I'm still not "right". It's hard to explain exactly what's wrong, but I know my head isn't working properly. My creativity is stunted somehow. It's not like depression. I know what that's like. It's something different. I still don't feel like I'm sleeping when I sleep. I just stop being aware then I'm suddenly awake again. It's like I'm not getting repaired when I sleep anymore.
I don't know... You aren't paying me to complain about my phantom ailments, so I'll give it a rest.

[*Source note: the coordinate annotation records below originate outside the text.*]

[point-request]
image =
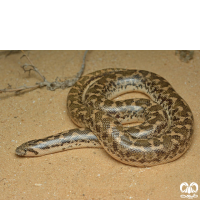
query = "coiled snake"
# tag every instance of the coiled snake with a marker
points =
(166, 125)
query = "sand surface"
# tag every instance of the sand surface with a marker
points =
(88, 174)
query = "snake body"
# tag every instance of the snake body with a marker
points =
(164, 134)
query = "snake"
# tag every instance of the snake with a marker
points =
(165, 121)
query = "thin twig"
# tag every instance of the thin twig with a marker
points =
(50, 85)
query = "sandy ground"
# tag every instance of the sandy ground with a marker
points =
(88, 174)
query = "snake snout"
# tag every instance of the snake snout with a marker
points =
(20, 151)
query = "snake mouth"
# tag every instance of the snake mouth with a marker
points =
(20, 152)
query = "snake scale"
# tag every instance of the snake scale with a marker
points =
(163, 135)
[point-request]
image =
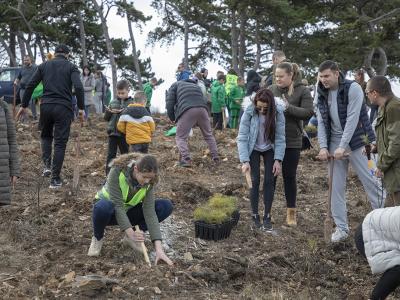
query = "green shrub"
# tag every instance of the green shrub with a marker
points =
(225, 203)
(217, 210)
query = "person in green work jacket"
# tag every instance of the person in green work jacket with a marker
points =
(218, 102)
(127, 200)
(148, 88)
(236, 99)
(387, 128)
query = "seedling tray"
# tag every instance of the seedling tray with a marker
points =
(216, 232)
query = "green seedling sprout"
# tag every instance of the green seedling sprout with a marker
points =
(217, 210)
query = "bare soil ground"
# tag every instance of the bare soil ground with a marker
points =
(43, 242)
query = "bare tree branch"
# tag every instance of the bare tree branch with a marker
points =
(389, 14)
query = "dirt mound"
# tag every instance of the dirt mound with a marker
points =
(44, 240)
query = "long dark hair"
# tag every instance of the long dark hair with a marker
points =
(290, 69)
(264, 95)
(83, 71)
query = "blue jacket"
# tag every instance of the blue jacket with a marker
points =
(248, 132)
(184, 75)
(364, 126)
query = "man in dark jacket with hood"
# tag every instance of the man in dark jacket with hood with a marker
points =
(56, 110)
(186, 107)
(344, 122)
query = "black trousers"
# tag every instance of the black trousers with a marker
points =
(55, 123)
(217, 120)
(269, 190)
(115, 143)
(142, 148)
(289, 170)
(387, 284)
(389, 281)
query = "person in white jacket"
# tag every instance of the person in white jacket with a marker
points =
(378, 239)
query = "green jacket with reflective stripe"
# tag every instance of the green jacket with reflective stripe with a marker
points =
(123, 191)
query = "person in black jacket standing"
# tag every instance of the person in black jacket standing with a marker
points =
(56, 110)
(187, 107)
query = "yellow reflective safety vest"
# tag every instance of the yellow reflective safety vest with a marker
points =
(124, 186)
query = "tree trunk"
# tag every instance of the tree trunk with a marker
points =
(378, 56)
(234, 42)
(258, 47)
(29, 50)
(12, 44)
(242, 42)
(41, 49)
(277, 39)
(13, 61)
(21, 45)
(186, 44)
(109, 45)
(82, 37)
(134, 54)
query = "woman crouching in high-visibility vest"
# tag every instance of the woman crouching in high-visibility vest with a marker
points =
(127, 200)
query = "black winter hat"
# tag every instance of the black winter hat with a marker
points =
(62, 48)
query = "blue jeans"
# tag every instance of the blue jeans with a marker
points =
(104, 215)
(269, 189)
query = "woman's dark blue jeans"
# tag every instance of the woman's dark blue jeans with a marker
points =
(269, 190)
(104, 215)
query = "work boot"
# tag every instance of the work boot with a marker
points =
(95, 247)
(291, 218)
(130, 243)
(46, 172)
(267, 225)
(186, 163)
(256, 220)
(216, 161)
(55, 183)
(339, 235)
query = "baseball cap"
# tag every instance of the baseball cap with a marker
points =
(61, 48)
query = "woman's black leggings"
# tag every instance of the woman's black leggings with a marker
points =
(389, 281)
(289, 170)
(268, 158)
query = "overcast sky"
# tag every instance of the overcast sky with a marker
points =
(164, 61)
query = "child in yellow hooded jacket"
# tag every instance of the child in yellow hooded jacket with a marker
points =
(137, 124)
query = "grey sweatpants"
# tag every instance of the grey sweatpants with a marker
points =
(359, 163)
(191, 117)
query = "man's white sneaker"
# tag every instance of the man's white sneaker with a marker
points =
(95, 247)
(130, 243)
(339, 235)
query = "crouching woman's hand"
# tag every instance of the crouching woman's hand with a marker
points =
(160, 255)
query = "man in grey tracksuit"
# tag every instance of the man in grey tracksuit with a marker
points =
(344, 122)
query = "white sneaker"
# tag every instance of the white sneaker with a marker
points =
(95, 247)
(130, 243)
(339, 235)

Now that the holidays are approaching I have no idea what the hell things are going to be like. I kind of felt like maybe we were just done with them now that grandma has passed, but who knows. Most of my family didn't acknowledge my presence at the wedding. For all I know I wouldn't be welcome if they did do anything. Part of me hopes I'm not. Since no one tells me anything and I cut everyone off on social media over grandpa I don't know what the holidays are for me anymore. If they're anything at all. I may get dragged into something new or just sit here in my room and keep trying to put my life back in some kind of order. You guys would probably be shocked if I showed you pictures of my areas. It's still a total disaster even after getting rid of that cursed bed. Getting sick, hurting myself, emptying my grandparent's house, and the wedding, screwed up my progress.
Anyway, I guess it is what it is. I'll just keep doing what I can. Maybe someday it will be my turn to be happyagain.